The International Court of Justice has begun conducting public hearings in the case brought forth by the governments of Canada and the Netherlands regarding “crimes of torture” attributed to the Assad regime.
The lawsuit jointly filed on June 8 centers on allegations of torture and the use of chemical weapons and is anticipated to last for two days.
The allegations pertain to violations of the Convention against Torture and Other Cruel and Inhuman Treatment, encompassing the use of chemical weapons since 2011.
In their complaint, Canada and the Netherlands detailed the unimaginable physical and mental suffering experienced by victims, attributed to the abhorrent treatment of detainees, inhumane conditions in detention facilities, enforced disappearances, sexual and gender-based violence, and violence against children.

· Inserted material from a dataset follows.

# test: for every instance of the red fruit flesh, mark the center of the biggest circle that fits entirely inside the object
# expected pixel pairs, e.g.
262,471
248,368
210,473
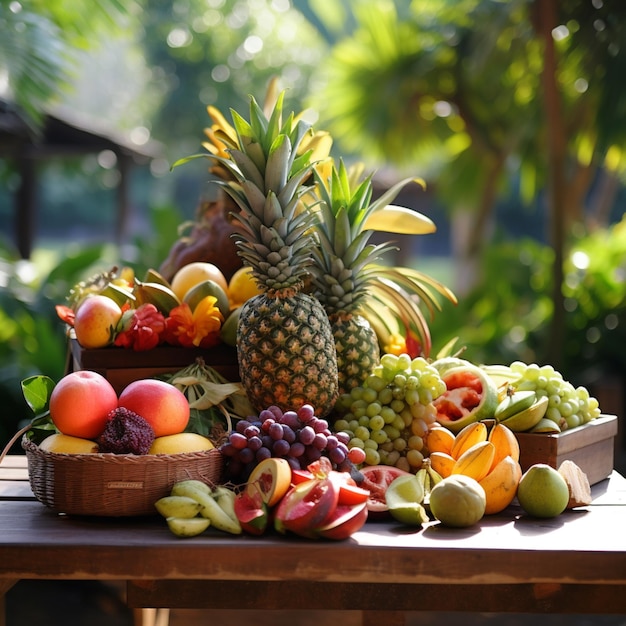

The two countries beseeched the court to urgently issue orders to Syria, mandating the cessation of all forms of torture and arbitrary detention, permitting foreign inspectors to access prisons, and facilitating the sharing of information with families concerning the whereabouts of their relatives.
They underscored Syria’s widespread employment of a pervasive torture system.
Established after World War II, the International Court of Justice adjudicates exclusively in disputes between States , with its decisions being final and unappealable.
The court’s ruling, expected in several weeks, could potentially result in preventive measures, urging the involved parties to refrain from actions that could undermine the effectiveness of subsequent decisions by the judges in this case, a process that may span years.
The United States and the United Kingdom have both commended the International Court of Justice for conducting public hearings in the case.